K.E.: Die Dörfer in den Izlo-Bergen sind nicht erst seit 2 bis 3 Jahren betroffen, sondern das Ganze geht schon seit 10 Jahren so. In den Izlo-Bergen befinden sich ausschließlich nur unsere Volksangehörigen. Unsere Leute haben dort Weinberge, Ackerböden und Anbaugebiete. Es ist ein sehr fruchtbarer Boden. Durch die ganzen Brände, wo auch die ganze Ernte zerstört wird, wird es immer schwieriger zu leben und die Menschen bekommen Angst. Auch die Rückkehrwilligen. Sobald die Leute sehen würden, dass dort Frieden herrscht, wäre das Verlangen noch stärker, in die Heimat zurückzukehren.

mb: Glauben Sie, dass es in Zukunft für die Assyrer möglich sein wird, in ihrer Heimat unbehelligt zu leben und dort die assyrische Kultur zu bewahren?

K.E.: Zunächst, wir als Volk haben unsere Wurzeln dort, ob wir wollen oder nicht. Viele ziehen nach Europa und haben sich dort ansässig gemacht, aber wir sind die Ureinwohner Mesopotamiens. In Europa oder auch Deutschland findet z.B. Unterricht in der assyrischen/aramäischen Muttersprache statt. In der Türkei ist dies nicht möglich. Es gab zwar in letzter Zeit dort einige Änderungen, aber das reicht nicht.

mb: Möchten Sie zum Abschluss den Menschen gerne noch etwas mit auf den Weg geben?

K.E.: Ich erwarte von jedem Menschen, der die Menschen achtet, der den Christen positiv gegenüber steht, dass er sich für die Belange von Mor Gabriel einsetzt.
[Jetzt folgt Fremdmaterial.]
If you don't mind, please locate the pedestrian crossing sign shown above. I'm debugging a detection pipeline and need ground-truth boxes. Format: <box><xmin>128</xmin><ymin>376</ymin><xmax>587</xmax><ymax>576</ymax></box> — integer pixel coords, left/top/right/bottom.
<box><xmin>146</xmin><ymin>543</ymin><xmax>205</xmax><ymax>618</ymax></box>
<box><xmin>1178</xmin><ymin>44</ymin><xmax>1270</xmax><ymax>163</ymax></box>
Nicht nur Christen, sondern allgemein auch alle anderen Völker, alle anderen Glaubensrichtungen, sollten das Interesse zeigen, um positive Entscheidungen zu bewirken.
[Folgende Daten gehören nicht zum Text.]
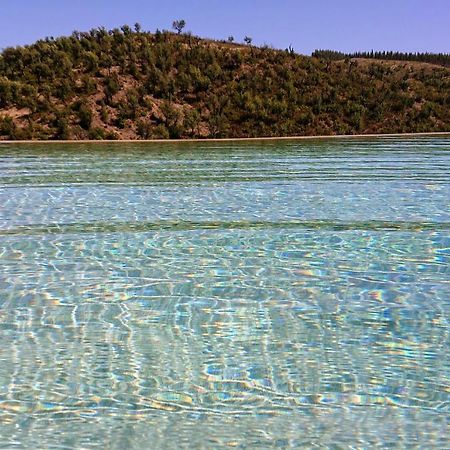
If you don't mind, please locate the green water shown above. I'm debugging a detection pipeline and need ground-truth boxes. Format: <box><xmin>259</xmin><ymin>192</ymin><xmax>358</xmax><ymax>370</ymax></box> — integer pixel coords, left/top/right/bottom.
<box><xmin>0</xmin><ymin>138</ymin><xmax>450</xmax><ymax>449</ymax></box>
Dieses Kloster sollte man auch als eine Brücke zwischen Nahem und Mittlerem Osten einerseits und zwischen Nahem Osten und der westlichen Welt andererseits betrachten. Das Kloster ist ja sozusagen ein Sternpunkt dieser Völker, dieser unterschiedlichen Glaubensrichtungen. Herzlichen Dank, dass Sie sich Zeit genommen haben, dass Sie das Interesse hatten, das Interview zu führen. Ich möchte mich auch bei Ihnen persönlich wie auch der Organisation CSI dafür bedanken, dass Sie den Christen im Tur Abdin eine unterstützende Hilfe sind.

mb: Ich darf mich auch ganz herzlich bei Ihnen bedanken, Herr Ergün, dass Sie sich die Zeit für dieses Gespräch genommen haben. Vielen Dank!